Mm-hmm. And on Soda Ash, I mean, when we look at even the past numbers, you know, we don't see Soda Ash going further down. And if that would be the case, I mean, it would be, it would mean a different situation compared to what we have seen even in 2021. And if that would materialize, which is really, really, I would say, very unlikely, then we would have to act, right? And to change our cost basis.
And keep in mind, 2020... Sorry to add, 2021 was a very low baseline. I mean, this is the pressure on price at the time was just after the COVID. So yes, you're right in the pricing rec- But some of that was a pricing recovery from a very, very depressed point of time.
If those prices would come back, well, first, the cost basis was not the same.
Yes.
I don't think it's realistic to see those level of prices coming back. And then, obviously, we also have our, you know, cost saving program, right? That will contribute to also support the business.
Thank you.
You're welcome.
Thank you. We will take the last question from Martin Roediger from Kepler Cheuvreux. The line is open now, please go ahead.
Thank you. Again, on your guidance, can you provide the parameters for the low end as well as for the high end of your guidance range?
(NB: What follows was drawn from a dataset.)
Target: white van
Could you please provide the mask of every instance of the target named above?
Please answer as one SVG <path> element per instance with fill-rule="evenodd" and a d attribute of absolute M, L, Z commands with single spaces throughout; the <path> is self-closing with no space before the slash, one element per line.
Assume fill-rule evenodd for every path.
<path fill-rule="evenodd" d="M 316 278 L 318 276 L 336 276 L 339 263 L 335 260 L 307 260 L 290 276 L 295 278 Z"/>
Yes. I would say in, in a nutshell, the low, the low end corresponds to, you know, the situation is not getting better versus Q4 2023. So, we continue on the same trend for the whole year. And, frankly speaking, I think if this would materialize, we would probably accelerate, you know, our cost savings and cash measures. And so, this is really, I would say, the lowest point that we can ever imagine to reach, right? The midpoint is the situation as we see it today. So with, efficient, cost measures, and at the same time, potentially a situation that would slightly improve, in second part of the year.
And the upper limit, I would say the high end of the range, would be a recovery in the second part of the year that is a little bit more impactful.
Thank you.
Does that make sense?
Yeah.
Thank you.
Thank you.
Thank you.
Okay.
If there are no further questions, I'm handing back over to your host for closing remarks.
Thank you very much for having being with us in the call today. We will be on the road in the next couple of days in London, Paris, Brussels, for example. Feel free and feel free, obviously, to call us and take contact with the investor relation teams, if you have any follow-up questions. Thank you very much.
Thank you.
Thank you. Take care.
Thanks for joining today's call. You may now disconnect.